“Killing one’s self is the most selfish thing anyone can do.”
It’s a refrain we hear continuously when somebody commits suicide. It’s the same thought I initially had when I first heard about Freddie E. killing himself. Who am I, or anyone else to say that? I was wrong for thinking it.
It’s “Monday Morning Quartebacking” a situation that has no chance of being corrected. We don’t know what drove him to take his own life. The decedent’s family are really the only ones who have a right to feel like this. But the reality is, they’re just as selfish. Oh, it’s unpopular to say that, but that fact doesn’t make it any less true. Granted, it’s fueled by grief, anger, and other assorted emotions, but the fact remains.
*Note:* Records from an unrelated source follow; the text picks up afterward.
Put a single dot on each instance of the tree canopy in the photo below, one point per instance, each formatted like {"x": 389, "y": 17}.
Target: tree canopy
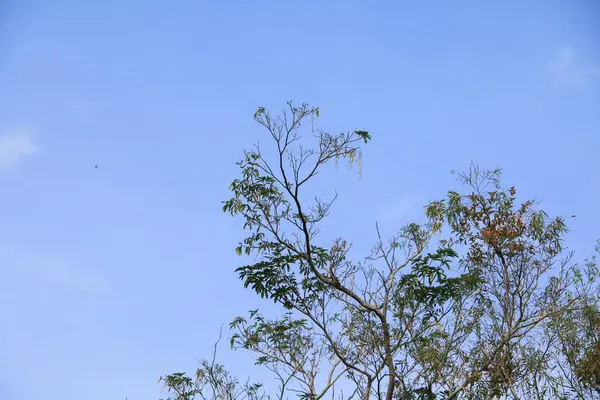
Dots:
{"x": 482, "y": 301}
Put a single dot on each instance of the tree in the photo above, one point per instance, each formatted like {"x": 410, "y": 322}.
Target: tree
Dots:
{"x": 463, "y": 318}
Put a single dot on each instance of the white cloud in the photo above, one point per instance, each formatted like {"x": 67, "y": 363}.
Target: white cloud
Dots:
{"x": 400, "y": 208}
{"x": 566, "y": 70}
{"x": 79, "y": 279}
{"x": 14, "y": 146}
{"x": 26, "y": 265}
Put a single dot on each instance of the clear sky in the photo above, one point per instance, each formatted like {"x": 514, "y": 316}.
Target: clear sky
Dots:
{"x": 113, "y": 276}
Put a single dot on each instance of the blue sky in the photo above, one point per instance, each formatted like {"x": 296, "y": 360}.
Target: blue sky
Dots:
{"x": 111, "y": 277}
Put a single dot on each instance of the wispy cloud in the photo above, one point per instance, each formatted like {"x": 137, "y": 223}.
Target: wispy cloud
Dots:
{"x": 78, "y": 279}
{"x": 26, "y": 264}
{"x": 16, "y": 145}
{"x": 567, "y": 70}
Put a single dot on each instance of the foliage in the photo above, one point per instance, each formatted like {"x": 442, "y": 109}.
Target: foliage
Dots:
{"x": 489, "y": 310}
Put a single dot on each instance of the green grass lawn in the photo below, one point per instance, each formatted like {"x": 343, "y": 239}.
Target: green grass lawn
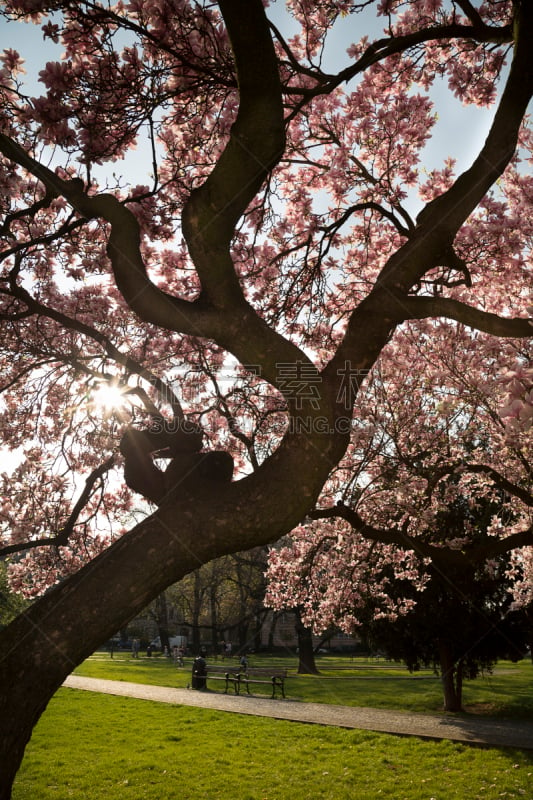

People who take their own life have their reasons. What isn’t up for debate is that just because those of us left don’t understand it, there are still reasons. Just about anything could combine to fuel the feelings that nothing will get better and the only option is death. Emotional, environmental, mental, and physical factors can play a part in it. Financial and physiological factors do too.
In the monolithic black community, the same factors for those in other communities that commit suicide exists. We just never deal with it. We say how we don’t understand how one of us could do it. Proclamations are made about how “I’d never do that.” For the people making these assumptions (that is what they are) please stop. Just because a situation hasn’t arisen where you’ve felt like ending it all, never take it for granted that one can.
Reports and studies have attempted to pinpoint why black men in particular are killing themselves in greater numbers. Of course nothing is definitive, but these studies do begin to form a frame of reference for us to examine. The speculative and subjective nature of the topic cannot be denied. Nor can the necessity of identifying the root causes of suicide.
Everyone can’t be saved, and it would be foolish to try. Our community can do more to find ways to help those who are reaching out however. We must take time to recognize the signs of those in distress. Passing on a phone number to a hotline is cool, but can we invest in these men? Society has basically said we’re not worth saving, but as quiet as it really is kept, black men are the backbone of our community. If we’re not here to hold it up, our ‘hoods and families will continue to crumble. Compound this with the havoc wrought from killing themselves and the fabric of our communities gets torn; sometimes irreparably.
Nothing about suicide is easy to accept, or deal with. Our aim should be to move the discussion closer to the center of attention. If more people (especially black men), begin to understand how it affects those left, maybe that will help stem the tide of unnecessary deaths.